The FT has an absolutely priceless interview with Michael O'Leary, the boss of Ryanair. O'Leary clearly loves his reputation as a cantankerous bastard, and he plays up to it brilliantly, slashing away with abandon at the sacred cows of modern managementspeak, including its formal reverence for the company's employees and customers. Here he is on his staff:
As I try to prise off the worryingly sturdy wrapper on the bagel, he
says there are two “great things” about lunchtime in an out-of-the-way
office like Ryanair’s. “One, there’s nowhere to go and eat,” and two,
the only time staff are allowed to use the internet for personal
reasons is between five past one and five to two. “So they all tend to
stay at their desks at lunch hour!”
The staff get another
pasting as he moves on to talk about management consultants (“should
all be euthanised”) and MBAs (“bullshit”). “MBA students come out with,
‘The customer’s always right,’” he says, adopting a whiny voice.
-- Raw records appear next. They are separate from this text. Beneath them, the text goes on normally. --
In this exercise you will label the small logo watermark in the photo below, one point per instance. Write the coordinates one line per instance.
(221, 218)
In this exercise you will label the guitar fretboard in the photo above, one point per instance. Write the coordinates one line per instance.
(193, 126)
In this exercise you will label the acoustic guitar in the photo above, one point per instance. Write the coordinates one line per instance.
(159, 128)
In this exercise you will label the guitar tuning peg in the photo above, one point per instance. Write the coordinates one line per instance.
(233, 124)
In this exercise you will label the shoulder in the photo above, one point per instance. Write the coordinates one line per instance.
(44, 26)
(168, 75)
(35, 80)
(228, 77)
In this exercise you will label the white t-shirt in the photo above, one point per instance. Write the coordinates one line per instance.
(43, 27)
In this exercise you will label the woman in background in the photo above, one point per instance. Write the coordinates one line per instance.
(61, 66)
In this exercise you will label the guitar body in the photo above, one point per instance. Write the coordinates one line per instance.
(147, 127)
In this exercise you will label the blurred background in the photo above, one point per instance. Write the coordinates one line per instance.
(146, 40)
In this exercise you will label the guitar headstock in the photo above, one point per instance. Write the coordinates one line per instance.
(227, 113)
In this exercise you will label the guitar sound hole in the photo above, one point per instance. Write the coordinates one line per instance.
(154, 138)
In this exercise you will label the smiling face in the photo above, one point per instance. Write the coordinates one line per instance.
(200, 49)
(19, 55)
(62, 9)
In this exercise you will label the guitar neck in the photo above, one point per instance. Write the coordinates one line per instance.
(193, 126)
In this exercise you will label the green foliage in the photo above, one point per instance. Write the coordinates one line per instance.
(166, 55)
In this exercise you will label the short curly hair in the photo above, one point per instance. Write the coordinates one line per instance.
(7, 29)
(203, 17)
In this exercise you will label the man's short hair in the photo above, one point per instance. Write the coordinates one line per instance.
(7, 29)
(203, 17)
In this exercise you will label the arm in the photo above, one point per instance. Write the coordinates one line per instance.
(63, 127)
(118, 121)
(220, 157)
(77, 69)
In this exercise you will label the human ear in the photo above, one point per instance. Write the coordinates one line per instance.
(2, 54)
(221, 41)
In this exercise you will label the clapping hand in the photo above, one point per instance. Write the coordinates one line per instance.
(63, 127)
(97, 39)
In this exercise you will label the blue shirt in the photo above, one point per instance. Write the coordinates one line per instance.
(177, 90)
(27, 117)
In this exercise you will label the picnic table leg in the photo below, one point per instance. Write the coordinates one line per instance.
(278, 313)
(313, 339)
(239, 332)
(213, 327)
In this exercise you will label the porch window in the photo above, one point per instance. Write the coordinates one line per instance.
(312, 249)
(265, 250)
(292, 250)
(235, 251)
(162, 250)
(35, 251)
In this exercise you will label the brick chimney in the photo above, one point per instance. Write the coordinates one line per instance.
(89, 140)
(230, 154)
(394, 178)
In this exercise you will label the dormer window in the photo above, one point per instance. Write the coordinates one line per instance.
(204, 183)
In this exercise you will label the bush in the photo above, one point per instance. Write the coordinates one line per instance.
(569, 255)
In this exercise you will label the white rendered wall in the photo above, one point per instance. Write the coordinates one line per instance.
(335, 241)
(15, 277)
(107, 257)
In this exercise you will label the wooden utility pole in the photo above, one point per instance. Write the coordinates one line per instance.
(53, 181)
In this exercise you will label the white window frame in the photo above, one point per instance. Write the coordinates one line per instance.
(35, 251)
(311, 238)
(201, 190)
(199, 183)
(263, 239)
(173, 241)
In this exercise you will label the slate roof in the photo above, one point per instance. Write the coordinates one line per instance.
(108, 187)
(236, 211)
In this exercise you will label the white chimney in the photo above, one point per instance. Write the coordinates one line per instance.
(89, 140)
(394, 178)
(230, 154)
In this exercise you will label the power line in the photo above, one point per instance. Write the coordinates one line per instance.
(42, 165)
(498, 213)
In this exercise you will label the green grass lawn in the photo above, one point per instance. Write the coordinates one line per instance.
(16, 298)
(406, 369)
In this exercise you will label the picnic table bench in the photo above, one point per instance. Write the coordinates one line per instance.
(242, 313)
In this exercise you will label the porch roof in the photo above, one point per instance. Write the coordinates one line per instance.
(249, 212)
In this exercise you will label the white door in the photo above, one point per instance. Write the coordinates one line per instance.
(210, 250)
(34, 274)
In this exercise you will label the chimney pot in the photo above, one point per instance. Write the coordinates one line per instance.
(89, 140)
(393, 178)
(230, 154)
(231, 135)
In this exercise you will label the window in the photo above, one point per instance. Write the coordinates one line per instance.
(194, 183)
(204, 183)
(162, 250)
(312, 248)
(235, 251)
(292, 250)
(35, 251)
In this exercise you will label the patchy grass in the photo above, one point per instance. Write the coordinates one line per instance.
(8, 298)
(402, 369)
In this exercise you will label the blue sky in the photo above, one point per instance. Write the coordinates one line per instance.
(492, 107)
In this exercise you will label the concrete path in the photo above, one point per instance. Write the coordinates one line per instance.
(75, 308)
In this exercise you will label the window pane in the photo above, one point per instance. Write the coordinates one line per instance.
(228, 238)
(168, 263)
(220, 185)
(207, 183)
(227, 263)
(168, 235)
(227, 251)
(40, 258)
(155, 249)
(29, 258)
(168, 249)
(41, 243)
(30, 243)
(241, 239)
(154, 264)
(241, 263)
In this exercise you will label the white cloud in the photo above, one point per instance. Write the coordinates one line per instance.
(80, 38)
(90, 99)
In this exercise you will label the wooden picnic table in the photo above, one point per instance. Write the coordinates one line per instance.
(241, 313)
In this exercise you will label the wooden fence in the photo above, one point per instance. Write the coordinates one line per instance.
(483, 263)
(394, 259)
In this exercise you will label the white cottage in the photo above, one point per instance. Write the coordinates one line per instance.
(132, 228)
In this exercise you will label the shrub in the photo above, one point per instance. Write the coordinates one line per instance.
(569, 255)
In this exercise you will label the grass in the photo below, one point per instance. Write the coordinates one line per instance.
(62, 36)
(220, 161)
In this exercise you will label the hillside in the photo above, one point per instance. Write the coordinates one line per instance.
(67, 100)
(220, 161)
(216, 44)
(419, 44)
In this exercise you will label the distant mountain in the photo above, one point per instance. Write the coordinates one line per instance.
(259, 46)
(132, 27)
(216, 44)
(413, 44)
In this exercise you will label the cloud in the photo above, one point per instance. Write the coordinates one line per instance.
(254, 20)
“Horseshit! The customer’s usually wrong! And, ‘My staff is my most
important asset.’ Bullshit! Staff is usually your biggest cost!”
And on the customer, usually described as infallible:
And then there is that other source of endless aggravation, Ryanair’s
passengers. Especially the ones wrecking his efforts to shave
luggage-handling costs by checking in their cases (for an extra £30)
because they are “too mentally bloody lazy to travel with carry-on
bags”.
Whether he's right or not, there's something very bracing about O'Leary's candour...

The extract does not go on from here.